Besides, China still has much to offer the world. For all their misgivings and anxieties, developing countries mostly look up to China. The West probably doesn’t appreciate how well its development model has worked. Impoverished African countries, long overlooked by the West and Japan for their human rights abuses, are attracting desperately needed investment that for the most part actually helps. If it lives up to the hype, the Belt and Road Initiative could actually help bind Asia, the world’s biggest continent, together and encourage more trade and transit between its countries. In recent years China has pioneered technological innovation and is pouring investment into R&D in burgeoning fields like renewable energy and artificial intelligence. Even with all the hassles, its consumer market is still enormous. And expecting the Party to pursue policies that would weaken its own hold on power is a little unrealistic.

That being said, I wouldn’t classify myself as a China “dove” either. Chinese leaders tend to have an unsentimental view of the world and will continue pushing if external forces are pliant enough. They have already changed their tune in the past decade: while in the ’00s they emphasized China’s peaceful rise and its lack of interest in interfering overseas, they are now cockier, more involved and openly ambitious. China’s so-called “sharp power” (its increasing ability to pressure foreigners peacefully but aggressively) is worrying and could get sharper. Foreign leaders, especially in the West, will have to stand up for their own principles and make sure the Chinese stand by theirs. Shenanigans like China’s trade violations that rankle a lot of countries would make good opportunities for united fronts like the Trans-Pacific Partnership (a pan-Pacific grouping of East Asian, Oceanian and American countries focused on lowering trade barriers). Bullying over issues like the Dalai Lama and Taiwan should be resisted. During the Cold War, the “containment” policy of limiting Soviet influence ultimately worked; although outright containment would be inappropriate for a country as integral as China, America, Japan, India, Vietnam, the EU and Australia would do well to coordinate efforts to counter its influence and offer small countries alternatives.

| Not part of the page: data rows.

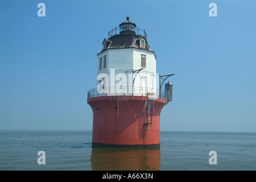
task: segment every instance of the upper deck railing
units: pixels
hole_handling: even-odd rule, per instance
[[[158,98],[160,96],[159,90],[158,93],[154,92],[152,88],[145,88],[141,87],[109,87],[99,90],[98,89],[93,89],[88,90],[87,98],[114,95],[122,96],[142,96]],[[165,98],[165,94],[163,90],[161,90],[161,98]]]
[[[108,38],[110,38],[111,36],[115,35],[119,35],[122,34],[122,32],[126,31],[126,32],[135,32],[135,35],[141,35],[142,36],[144,36],[146,39],[147,39],[147,34],[146,33],[146,31],[144,29],[139,28],[137,27],[131,27],[130,28],[126,28],[123,29],[123,28],[121,27],[115,27],[110,30],[108,32]],[[124,33],[123,34],[126,34]]]

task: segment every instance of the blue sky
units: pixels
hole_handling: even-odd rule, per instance
[[[39,17],[37,5],[46,5]],[[210,17],[210,3],[217,16]],[[162,130],[256,132],[256,1],[0,0],[0,129],[91,130],[97,54],[145,29],[173,101]]]

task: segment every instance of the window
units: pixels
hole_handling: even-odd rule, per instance
[[[103,68],[106,68],[107,67],[107,55],[104,56],[104,61],[103,64]]]
[[[146,68],[146,55],[141,55],[141,68]]]
[[[140,47],[142,48],[145,48],[145,40],[143,39],[141,39]]]
[[[102,57],[99,58],[99,70],[102,69]]]
[[[107,42],[105,41],[104,41],[104,42],[103,43],[103,49],[106,49],[107,48]]]

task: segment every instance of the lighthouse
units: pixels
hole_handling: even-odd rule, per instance
[[[157,74],[157,56],[145,30],[126,20],[108,32],[97,54],[97,87],[87,92],[93,146],[160,144],[160,113],[172,100],[173,75]]]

I am not altogether hopeful that this strategy will be adopted. Great Powers don’t like to cede influence willingly, and there will have to be voluntary cession of power and influence to accommodate China peacefully. “Accommodate China while remaining firm on our core interests” isn’t going to pump voters up. Non-Western countries are too diverse and conflicted about China for the West to ally with without a lot of friction, and it might be too much. But navigating a middle course between caving in and lashing out is the most prudent way for the world to cope with China. Look at East Asia, which has the most experience with it: countries like South Korea and Singapore have been careful to be friendly with China without alienating America or ceding their sovereignty. Even Vietnam, traditionally very suspicious of its neighbor, has been careful not to be too confrontational. The world would do well to listen to Master Kong, who declared that “the superior man cultivates a friendly harmony without being weak.”